Split a big txt file to do grep - unix - bash

I work (unix, shell scripts) with txt files that are millions field separate by pipe and not separated by \n or \r.
something like this:
field1a|field2a|field3a|field4a|field5a|field6a|[...]|field1d|field2d|field3d|field4d|field5d|field6d|[...]|field1m|field2m|field3m|field4m|field5m|field6m|[...]|field1z|field2z|field3z|field4z|field5z|field6z|
All text is in the same line.
The number of fields is fixed for every file.
(in this example I have field1=name; field2=surname; field3=mobile phone; field4=email; field5=office phone; field6=skype)
When I need to find a field (ex field2), command like grep doesn't work (in the same line).
I think that a good solution can be do a script that split every 6 field with a "\n" and after do a grep. I'm right? Thank you very much!

With awk :
$ cat a
field1a|field2a|field3a|field4a|field5a|field6a|field1d|field2d|field3d|field4d|field5d|field6d|field1m|field2m|field3m|field4m|field5m|field6m|field1z|field2z|field3z|field4z|field5z|field6z|
$ awk -F"|" '{for (i=1;i<NF;i=i+6) {for (j=0; j<6; j++) printf $(i+j)"|"; printf "\n"}}' a
field1a|field2a|field3a|field4a|field5a|field6a|
field1d|field2d|field3d|field4d|field5d|field6d|
field1m|field2m|field3m|field4m|field5m|field6m|
field1z|field2z|field3z|field4z|field5z|field6z|
Here you can easily set the length of line.
Hope this helps !

you can use sed to split the line in multiple lines:
sed 's/\(\([^|]*|\)\{6\}\)/\1\n/g' input.txt > output.txt
explanation:
we have to use heavy backslash-escaping of (){} which makes the code slightly unreadable.
but in short:
the term (([^|]*|){6}) (backslashes removed for readability) between s/ and /\1, will match:
[^|]* any character but '|', repeated multiple times
| followed by a '|'
the above is obviously one column and it is grouped together with enclosing parantheses ( and )
the entire group is repeated 6 times {6}
and this is again grouped together with enclosing parantheses ( and ), to form one full set
the rest of the term is easy to read:
replace the above (the entire dataset of 6 fields) with \1\n, the part between / and /g
\1 refers to the "first" group in the sed-expression (the "first" group that is started, so it's the entire dataset of 6 fields)
\n is the newline character
so replace the entire dataset of 6 fields by itself followed by a newline
and do so repeatedly (the trailing g)

you can use sed to convert every 6th | to a newline.
In my version of tcsh I can do:
sed 's/\(\([^|]\+|\)\{6\}\)/\1\n/g' filename
consider this:
> cat bla
a1|b2|c3|d4|
> sed 's/\(\([^|]\+|\)\{6\}\)/\1\n/g' bla
a1|b2|
c3|d4|
This is how the regex works:
[^|] is any non-| character.
[^|]\+ is a sequence of at least one non-| characters.
[^|]\+| is a sequence of at least one non-| characters followed by a |.
\([^|]\+|\) is a sequence of at least one non-| characters followed by a |, grouped together
\([^|]\+|\)\{6\} is 6 consecutive such groups.
\(\([^|]\+|\)\{6\}\) is 6 consecutive such groups, grouped together.
The replacement just takes this sequence of 6 groups and adds a newline to the end.
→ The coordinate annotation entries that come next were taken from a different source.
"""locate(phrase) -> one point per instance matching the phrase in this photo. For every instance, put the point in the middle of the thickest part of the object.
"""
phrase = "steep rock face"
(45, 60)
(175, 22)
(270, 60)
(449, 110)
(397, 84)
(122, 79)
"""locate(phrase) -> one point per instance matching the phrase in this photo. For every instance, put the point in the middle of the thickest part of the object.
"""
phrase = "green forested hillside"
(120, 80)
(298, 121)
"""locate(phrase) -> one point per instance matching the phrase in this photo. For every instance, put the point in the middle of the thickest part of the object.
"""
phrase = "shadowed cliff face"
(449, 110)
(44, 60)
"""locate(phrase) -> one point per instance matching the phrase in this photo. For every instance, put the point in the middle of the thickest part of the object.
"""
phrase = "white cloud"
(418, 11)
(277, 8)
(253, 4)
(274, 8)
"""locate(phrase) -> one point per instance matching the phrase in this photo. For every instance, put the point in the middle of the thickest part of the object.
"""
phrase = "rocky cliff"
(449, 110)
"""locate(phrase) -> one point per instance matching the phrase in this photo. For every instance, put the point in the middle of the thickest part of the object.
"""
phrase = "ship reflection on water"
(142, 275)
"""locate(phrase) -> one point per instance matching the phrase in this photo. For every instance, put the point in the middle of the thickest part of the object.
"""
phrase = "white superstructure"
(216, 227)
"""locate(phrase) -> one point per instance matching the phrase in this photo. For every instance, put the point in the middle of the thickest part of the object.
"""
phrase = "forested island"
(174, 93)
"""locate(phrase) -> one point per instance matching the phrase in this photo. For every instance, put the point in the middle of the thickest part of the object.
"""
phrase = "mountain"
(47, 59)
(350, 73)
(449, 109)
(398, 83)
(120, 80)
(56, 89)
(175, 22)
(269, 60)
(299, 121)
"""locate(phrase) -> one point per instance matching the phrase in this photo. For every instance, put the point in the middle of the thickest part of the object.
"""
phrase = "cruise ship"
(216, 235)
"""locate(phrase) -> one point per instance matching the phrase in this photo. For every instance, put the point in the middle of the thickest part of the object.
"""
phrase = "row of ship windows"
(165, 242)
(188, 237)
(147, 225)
Here is how I would do it with awk
awk -v RS="|" '{printf $0 (NR%7?RS:"\n")}' file
field1a|field2a|field3a|field4a|field5a|field6a|[...]
field1d|field2d|field3d|field4d|field5d|field6d|[...]
field1m|field2m|field3m|field4m|field5m|field6m|[...]
field1z|field2z|field3z|field4z|field5z|field6z|
Just adjust the NR%7 to number of field you to what suites you.

What about printing the lines on blocks of six?
$ awk 'BEGIN{FS=OFS="|"} {for (i=1; i<=NF; i+=6) {print $(i), $(i+1), $(i+2), $(i+3), $(i+4), $(i+5)}}' file
field1a|field2a|field3a|field4a|field5a|field6a
field1d|field2d|field3d|field4d|field5d|field6d
field1m|field2m|field3m|field4m|field5m|field6m
field1z|field2z|field3z|field4z|field5z|field6z
Explanation
BEGIN{FS=OFS="|"} set input and output field separator as |.
{for (i=1; i<=NF; i+=6) {print $(i), $(i+1), $(i+2), $(i+3), $(i+4), $(i+5)}} loop through items on blocks of 6. Every single time, print six of them. As print end up writing a new line, then you are done.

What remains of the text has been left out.